Satan est un mot hébreu signifiant « adversaire« , il n’est utilisé qu’une seule fois dans la Bible comme nom propre. Sa traduction en grec est « diabolos » (« celui qui sépare« ) qui a donné Diable.
Les religions monothéistes ont associé un dieu créateur à un être « malfaisant », Satan, alter égo de Dieu, ou créé par lui. Dans cet article, on va développer deux sujets par religion : que disent les textes « sacrés » de Satan et comment les théologiens ont interprété les textes pour faire vivre Satan dans le dogme.
Judaïsme
Quelle est la place de Satan dans la Bible hébraïque ?
Adam et Ève
La Bible parle peu de Satan pourtant omniprésent dans la Genèse, le premier livre.
Satan, sous la forme d’un serpent, tente Ève et l’invite à manger de l’arbre de la connaissance du bien et du mal, lui révélant que Dieu lui a menti : elle ne mourra pas, mais « ses yeux s’ouvriront et elle sera comme les dieux, elle connaîtra le bien et le mal« . (Gen. 3, 4)
La sentence est terrible, Adam et Ève sont chassés du Paradis, le serpent est maudit et condamné à ramper.
Les anges déchus
On ignore d’où vient Satan qui n’est pas nommé dans la Genèse mais qu’on identifie au serpent. A-t-il été créé par Dieu ou existe-t-il dès la Création, est-il un ange, un dieu secondaire ? On n’en saura pas plus dans la Bible. Par contre un livre apocryphe, le Livre d’Hénoch, non repris dans la Bible, nous parle des anges déchus dont l’existence est esquissée dans la Genèse 6, 2 : « les fils de Dieu trouvèrent que les filles des hommes leur convenaient et ils prirent pour femmes toutes celles qui leur plurent. »
Dans le Livre d’Hénoch, ils enseignent aux hommes, ceci se passe avant le déluge dont ils seraient la cause :
Azazel apprit aux hommes à fabriquer des épées, des armes, des boucliers, des cuirasses… Il leur montra les métaux et la manière de les travailler, ainsi que les bracelets, les parures, le fard des paupières, toutes les sortes de pierres précieuses et les teintures.
Shemahazaz leur enseigna les charmes et la botanique.
Hermoni leur enseigna les exorcismes, la magie, la sorcellerie et les tours.
Baraquiel l’astrologie,
Kokabiel les signes des étoiles,
Ziquiel les signes des météores… (1 Hénoch 8, 1-3)
Remarquons que plusieurs anges déchus ont un nom de terminant par EL, le nom de Dieu. Ainsi, Azazel pourrait vouloir dire « Dieu a rendu fort », Baraquiel, « éclairé par Dieu ». Ces anges déchus font penser à Prométhée, le titan qui déroba le feu de l’Olympe, où il était jalousement gardé par les dieux, pour l’offrir aux hommes.
Le Livre de Job
L’histoire de Job est un récit scabreux de la Bible !

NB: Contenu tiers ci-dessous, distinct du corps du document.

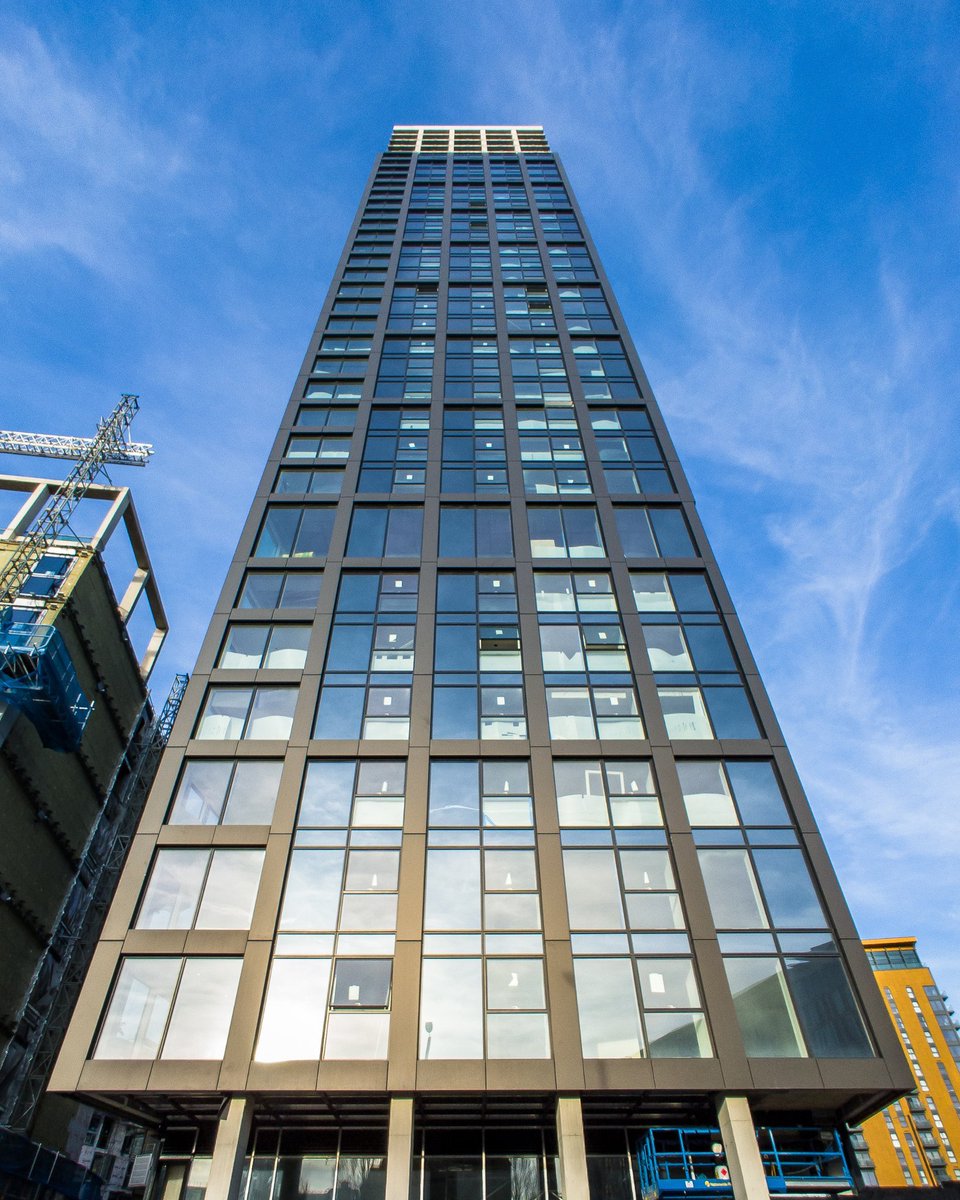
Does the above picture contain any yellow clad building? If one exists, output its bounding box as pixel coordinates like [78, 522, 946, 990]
[852, 937, 960, 1187]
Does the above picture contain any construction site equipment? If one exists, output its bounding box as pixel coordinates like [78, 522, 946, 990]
[0, 674, 190, 1133]
[0, 430, 154, 467]
[0, 395, 145, 608]
[0, 395, 152, 752]
[0, 610, 94, 752]
[637, 1126, 853, 1200]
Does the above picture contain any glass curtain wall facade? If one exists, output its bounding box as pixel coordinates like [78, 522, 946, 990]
[54, 127, 910, 1200]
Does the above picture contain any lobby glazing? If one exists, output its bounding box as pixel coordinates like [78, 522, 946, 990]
[48, 127, 910, 1200]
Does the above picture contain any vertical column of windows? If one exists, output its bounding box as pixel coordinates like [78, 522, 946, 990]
[534, 571, 646, 742]
[553, 760, 712, 1058]
[313, 572, 418, 740]
[517, 398, 592, 496]
[440, 404, 509, 494]
[356, 404, 430, 496]
[254, 760, 406, 1062]
[923, 984, 960, 1066]
[630, 571, 760, 740]
[433, 571, 527, 740]
[420, 760, 550, 1060]
[883, 988, 930, 1094]
[677, 760, 874, 1058]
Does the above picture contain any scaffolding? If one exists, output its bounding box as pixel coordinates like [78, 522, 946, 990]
[0, 395, 152, 610]
[0, 674, 190, 1133]
[0, 394, 154, 752]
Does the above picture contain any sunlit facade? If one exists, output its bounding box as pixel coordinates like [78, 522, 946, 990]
[55, 126, 910, 1200]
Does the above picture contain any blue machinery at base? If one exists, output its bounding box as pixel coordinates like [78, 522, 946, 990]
[636, 1126, 853, 1200]
[0, 612, 94, 752]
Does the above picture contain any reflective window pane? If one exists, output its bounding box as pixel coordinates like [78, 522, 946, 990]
[223, 758, 283, 824]
[424, 850, 481, 930]
[280, 850, 343, 930]
[677, 762, 738, 826]
[161, 958, 244, 1058]
[563, 850, 624, 929]
[137, 850, 210, 929]
[94, 958, 180, 1058]
[697, 850, 767, 929]
[574, 959, 643, 1058]
[254, 959, 330, 1062]
[724, 959, 805, 1058]
[196, 850, 264, 929]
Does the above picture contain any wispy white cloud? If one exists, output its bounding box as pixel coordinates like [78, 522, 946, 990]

Job est un homme pieux et vertueux, il a une femme aimante qui lui a donné dix enfants. Il est riche en troupeaux et en serviteurs.
Le jour où les fils de Dieu venaient se présenter devant YHWH, Satan aussi s’avança parmi eux. YHWH dit alors à Satan : « D’où viens-tu ? » – « De parcourir la terre, répondit-il, et m’y promener ». Et YHWH reprit « As-tu remarqué mon serviteur Job, il n’a point son pareil sur terre. (Job 1, 6-8)
Satan prétendit que Job était fidèle à Dieu parce qu’il avait été comblé, il n’était pas désintéressé. S’il perdait sa fortune, il maudirait Dieu. YHWH donne à Satan tout loisir pour mettre Job à l’épreuve, sans toucher à sa personne. Il ne s’en priva pas : les enfants de Job meurent, son bétail est décimé et ses serviteurs le quittent. Mais Job continue à louer Dieu. Satan exige de pouvoir aller plus loin. YHWH accepte : Job se couvre de pustules. Sa femme lui suggère de maudire Dieu. Job refuse. Ses amis le quittent, pour eux, si Dieu le punit, c’est qu’il a péché.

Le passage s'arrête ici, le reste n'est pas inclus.